Après l'instauration de sanctions économiques et de restrictions sur les exportations vers la Russie et alors que Washington vient d'annoncer une série de sanctions visant le président russe Vladimir Poutine et le ministre des Affaires étrangères Sergueï Lavrov, les Etats-Unis ont sciemment évité de frapper le secteur pétrolier, jugeant que les conséquences ne seraient néfastes que pour eux-mêmes.
«Les sanctions ne cibleront pas les flux de pétrole à mesure que nous avançons», a ainsi confié Amos Hochstein, conseiller principal du département d'Etat américain en matière de sécurité énergétique, lors d'une interview accordée à Bloomberg le 25 février.
«Si nous ciblons le secteur du pétrole et du gaz pour [Vladimir] Poutine, et en l'occurrence l'establishment énergétique russe, alors les prix s'envoleront. Peut-être n'en vendrait-il que la moitié, mais pour le double du prix», a-t-il ajouté, estimant que le président russe ne serait donc pas affecté par une telle mesure, mais que ce sont les Etats-Unis et ses alliés qui en subiraient les conséquences.
Selon Amos Hochstein, cette décision se ferait d'ores et déjà ressentir sur le cours actuel du pétrole, dont on «peut voir les prix baisser à partir de maintenant».
La Russie, troisième producteur de pétrole au monde
Les prix du pétrole ont dépassé les 100 dollars le baril pour la première fois depuis 2014 à la suite du début de conflit en Ukraine. Mais ces gains ont été en grande partie effacés après que les sanctions annoncées par Joe Biden ont évité le secteur de l'énergie. Le 25 février, le West Texas Intermediate perdait 1,10 dollar à 91,71 dollars le baril, tandis que le Brent perdait 1,69 dollar à 97,39 dollars le baril.
La Russie fait partie des tout premiers fournisseurs d’énergie et de métaux rares au monde. «Le pays est le troisième producteur de pétrole au monde, le premier exportateur de gaz, de blé, de nickel et de palladium, et le troisième exportateur d’aluminium», rappelle ainsi Benjamin Louvet, expert en matières premières chez le gérant OFI AM dans les colonnes de Capital.

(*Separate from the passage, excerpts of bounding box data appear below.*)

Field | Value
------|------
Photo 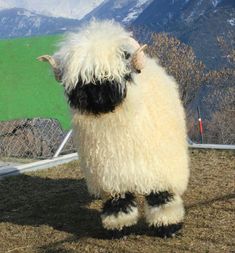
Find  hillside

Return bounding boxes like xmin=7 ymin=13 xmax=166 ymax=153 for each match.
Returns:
xmin=132 ymin=0 xmax=235 ymax=69
xmin=0 ymin=150 xmax=235 ymax=253
xmin=0 ymin=36 xmax=70 ymax=129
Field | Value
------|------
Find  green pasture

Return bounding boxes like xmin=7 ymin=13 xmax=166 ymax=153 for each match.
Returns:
xmin=0 ymin=36 xmax=70 ymax=129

«Si la Russie ne peut plus exporter son pétrole, le prix du baril pourrait atteindre rapidement 120 dollars», analyse-t-il, soulignant que les exportations russes ne pourraient être compensées, les pays de l'Opep ayant remonté leurs objectifs de production ces derniers mois sans toutefois parvenir à les atteindre. Il serait donc impossible de maintenir l'offre de pétrole au niveau actuel en cas de sanctions sur ce secteur contre Moscou, ce qui ferait mécaniquement monter le cours.
Or comme le souligne Bloomberg, le président démocrate Joe Biden est déjà confronté «au risque politique d'une inflation record qui a fait grimper en flèche le coût des biens de consommation, de la nourriture au carburant». Reste pour les Occidentaux la solution des réserves stratégiques, dans lesquelles Joe Biden a puisé 50 millions de barils l'année dernière, mais elles ne sont pas éternelles et ne tiendraient que quelques mois.
Sanctions : mains liées pour les Européens ?
Côté européen, le ministre de l'Economie Bruno Le Maire a affirmé devant la presse le 25 février que l'UE voulait «couper tous les liens entre la Russie et le système financier mondial». «Notre objectif est de faire plier l'économie russe, cela prendra le temps nécessaire», a encore déclaré le locataire de Bercy au lendemain de l'annonce de sanctions européennes qui visent les secteurs de la finance, de l'énergie et des transports. Mais l'Europe a-t-elle les moyens de ses ambitions ?
Si le ministre a ajouté que la Direction générale des finances publiques allait se charger d'identifier les avoirs en France de Russes visés par les sanctions, il a également précisé que pour l'heure, aucune action n'avait été décidée concernant l’exclusion de la Russie du système d'échanges bancaires internationaux SWIFT, bien que cette option soit à l'étude. «C'est la toute dernière option», a affirmé Bruno Le Maire au sujet de cette mesure, qui compliquerait largement les exportations russes.
«Certains Etats membres ont fait part de réserves, la France ne fait pas partie de ces Etats», a commenté le ministre, ajoutant qu'il fallait «un consensus européen» pour activer cette «arme nucléaire financière» – un terme à relativiser, Moscou réfléchissant depuis plusieurs années déjà à une alternative à ce système.
En particulier, l'Allemagne se montre particulièrement hésitante sur le dossier, redoutant des répercussions sur ses approvisionnements en gaz, alors même que le projet de gazoduc Nord Stream 2 – jamais mis en service jusqu'à présent – a été suspendu.